Messiah’el: Are there any other ventures that you are now engaged in other than music?
M.C. Kilch: We are starting our own Media Company, an idea masterminded by our D.J. There will be a music division for our own record label, but art and clothing departments will be a major focus. Our team “444” will be doing a lot of the upcoming artwork. We know many artists that do everything from comics to fantasy-type sculptures and graffiti who we would like to help reach urban audiences worldwide.
Messiah’el: Where do you see OutofaWhole five years from now?
M.C. Kilch: I see us coming up with more quality material, reaching a wider audience, strengthening our own record label, and buying out the Suicide Girls Company, thereby playing lots of shows in what will be call the “Suicide Girls Mansion”. *laughs*
Messiah’el: I get a sense from listening to your music that there is some sort of “spiritual” perspective that you approach your craft with. Is there?
M.C. Kilch: Mike Bliss and I are both Atheists, we we’re both raised as Jehovah’s Witnesses, but we never thought God was real. We enjoy viewing ourselves as Gods of our own subjective universes, since it keeps us responsible for our own actions and making change for ourselves. We incorporate Myth and Theology into our lyrics for their emotional value, not because we believe in God or Devils.

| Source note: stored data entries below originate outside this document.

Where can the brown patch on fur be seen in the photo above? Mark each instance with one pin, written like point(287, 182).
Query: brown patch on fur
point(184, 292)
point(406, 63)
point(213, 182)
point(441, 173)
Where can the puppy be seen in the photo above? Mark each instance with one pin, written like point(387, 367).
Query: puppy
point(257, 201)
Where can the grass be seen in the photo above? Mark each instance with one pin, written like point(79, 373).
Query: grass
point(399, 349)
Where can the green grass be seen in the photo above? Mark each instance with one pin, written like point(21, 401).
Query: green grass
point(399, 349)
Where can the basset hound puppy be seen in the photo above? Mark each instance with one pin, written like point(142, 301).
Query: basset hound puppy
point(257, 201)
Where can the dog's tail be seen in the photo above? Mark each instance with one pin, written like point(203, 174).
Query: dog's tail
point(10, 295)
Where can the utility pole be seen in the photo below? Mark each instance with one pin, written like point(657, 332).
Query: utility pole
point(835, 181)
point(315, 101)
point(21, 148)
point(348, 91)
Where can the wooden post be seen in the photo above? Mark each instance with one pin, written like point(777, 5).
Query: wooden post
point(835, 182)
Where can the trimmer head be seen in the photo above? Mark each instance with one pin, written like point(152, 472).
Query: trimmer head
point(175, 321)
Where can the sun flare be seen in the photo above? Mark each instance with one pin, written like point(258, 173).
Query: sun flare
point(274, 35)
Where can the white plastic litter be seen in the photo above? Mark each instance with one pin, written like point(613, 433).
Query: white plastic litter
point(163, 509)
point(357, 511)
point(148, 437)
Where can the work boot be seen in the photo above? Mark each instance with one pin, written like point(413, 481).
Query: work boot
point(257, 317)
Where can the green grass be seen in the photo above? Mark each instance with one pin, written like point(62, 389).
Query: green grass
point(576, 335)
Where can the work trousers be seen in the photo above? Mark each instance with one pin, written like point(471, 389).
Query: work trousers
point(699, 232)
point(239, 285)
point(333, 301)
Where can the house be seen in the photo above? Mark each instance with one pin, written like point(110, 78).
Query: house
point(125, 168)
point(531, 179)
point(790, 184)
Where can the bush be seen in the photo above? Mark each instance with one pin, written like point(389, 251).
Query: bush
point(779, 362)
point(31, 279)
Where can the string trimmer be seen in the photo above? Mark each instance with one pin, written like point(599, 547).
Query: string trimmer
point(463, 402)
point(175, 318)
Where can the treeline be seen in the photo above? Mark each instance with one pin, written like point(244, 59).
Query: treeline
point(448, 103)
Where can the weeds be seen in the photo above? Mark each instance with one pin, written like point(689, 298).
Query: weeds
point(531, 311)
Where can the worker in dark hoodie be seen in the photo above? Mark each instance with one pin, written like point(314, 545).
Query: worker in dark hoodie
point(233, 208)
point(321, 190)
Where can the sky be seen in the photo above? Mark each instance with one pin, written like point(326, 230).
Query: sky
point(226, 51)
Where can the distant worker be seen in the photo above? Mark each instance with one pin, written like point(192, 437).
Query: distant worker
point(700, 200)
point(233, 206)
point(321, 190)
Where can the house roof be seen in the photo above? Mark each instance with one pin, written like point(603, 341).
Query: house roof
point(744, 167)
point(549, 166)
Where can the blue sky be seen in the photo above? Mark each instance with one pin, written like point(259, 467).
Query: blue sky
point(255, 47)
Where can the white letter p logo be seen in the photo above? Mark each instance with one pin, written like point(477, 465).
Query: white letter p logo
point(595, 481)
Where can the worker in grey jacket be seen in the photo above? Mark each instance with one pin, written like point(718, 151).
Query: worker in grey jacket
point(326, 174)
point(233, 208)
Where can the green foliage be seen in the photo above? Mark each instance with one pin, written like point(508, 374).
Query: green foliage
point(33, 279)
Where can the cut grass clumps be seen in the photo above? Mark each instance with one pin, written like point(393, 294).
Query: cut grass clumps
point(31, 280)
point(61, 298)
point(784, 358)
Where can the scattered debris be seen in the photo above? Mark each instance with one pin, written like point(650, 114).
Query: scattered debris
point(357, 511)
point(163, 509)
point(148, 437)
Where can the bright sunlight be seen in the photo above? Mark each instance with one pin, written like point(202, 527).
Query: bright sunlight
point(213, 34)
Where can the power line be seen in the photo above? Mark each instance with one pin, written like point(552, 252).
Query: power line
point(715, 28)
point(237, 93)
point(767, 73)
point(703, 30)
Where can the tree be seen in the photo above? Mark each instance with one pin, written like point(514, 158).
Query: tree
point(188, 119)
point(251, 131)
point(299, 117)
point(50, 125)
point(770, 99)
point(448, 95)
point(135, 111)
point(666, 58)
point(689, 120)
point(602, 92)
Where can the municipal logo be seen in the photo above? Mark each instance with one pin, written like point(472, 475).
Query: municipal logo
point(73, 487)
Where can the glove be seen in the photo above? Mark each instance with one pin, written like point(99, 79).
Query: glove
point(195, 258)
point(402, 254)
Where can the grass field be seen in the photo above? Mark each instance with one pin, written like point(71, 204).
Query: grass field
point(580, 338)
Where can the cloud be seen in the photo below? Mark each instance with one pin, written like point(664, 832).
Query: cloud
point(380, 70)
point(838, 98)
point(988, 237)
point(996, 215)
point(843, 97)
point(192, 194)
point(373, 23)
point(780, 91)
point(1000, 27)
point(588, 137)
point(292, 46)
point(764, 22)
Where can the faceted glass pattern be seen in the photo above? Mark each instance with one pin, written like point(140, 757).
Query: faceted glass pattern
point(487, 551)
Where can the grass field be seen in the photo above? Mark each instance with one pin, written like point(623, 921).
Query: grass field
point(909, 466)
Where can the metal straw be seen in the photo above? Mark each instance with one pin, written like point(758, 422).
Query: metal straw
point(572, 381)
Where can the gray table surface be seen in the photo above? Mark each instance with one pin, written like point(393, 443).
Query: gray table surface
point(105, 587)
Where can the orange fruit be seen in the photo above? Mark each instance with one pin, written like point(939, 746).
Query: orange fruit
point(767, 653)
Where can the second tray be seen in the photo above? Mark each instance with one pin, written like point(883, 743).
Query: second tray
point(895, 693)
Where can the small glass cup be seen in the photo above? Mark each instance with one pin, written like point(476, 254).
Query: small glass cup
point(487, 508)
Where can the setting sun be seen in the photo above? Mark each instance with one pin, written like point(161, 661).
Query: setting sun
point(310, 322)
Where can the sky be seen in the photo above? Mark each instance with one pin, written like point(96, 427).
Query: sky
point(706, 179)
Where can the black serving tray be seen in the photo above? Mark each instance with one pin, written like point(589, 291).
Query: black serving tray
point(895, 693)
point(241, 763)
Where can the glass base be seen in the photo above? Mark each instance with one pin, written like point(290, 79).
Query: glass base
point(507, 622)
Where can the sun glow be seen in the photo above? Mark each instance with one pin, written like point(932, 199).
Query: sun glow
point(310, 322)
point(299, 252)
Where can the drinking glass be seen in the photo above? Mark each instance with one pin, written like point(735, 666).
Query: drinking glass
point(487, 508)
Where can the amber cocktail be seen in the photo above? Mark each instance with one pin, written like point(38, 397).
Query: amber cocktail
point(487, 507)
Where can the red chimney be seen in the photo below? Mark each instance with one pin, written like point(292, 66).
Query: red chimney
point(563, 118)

Messiah’el: Any final thoughts?
M.C. Kilch: We are working with our friend F.L.E.E The Maestro on and Mixtape coming out in the next couple of months so check out our respective websites at www.outofawhole.bandcamp.com and www.fleethemaestro.bandcamp.com. The tape will be available as a free Download on both of these pages. Thank you very much for the opportunity to speak to you and your readership today. All the best to each of you!
Messiah’el: That you very much for taking the time out to answer a few questions. Many blessings to the OutofaWhole legacy!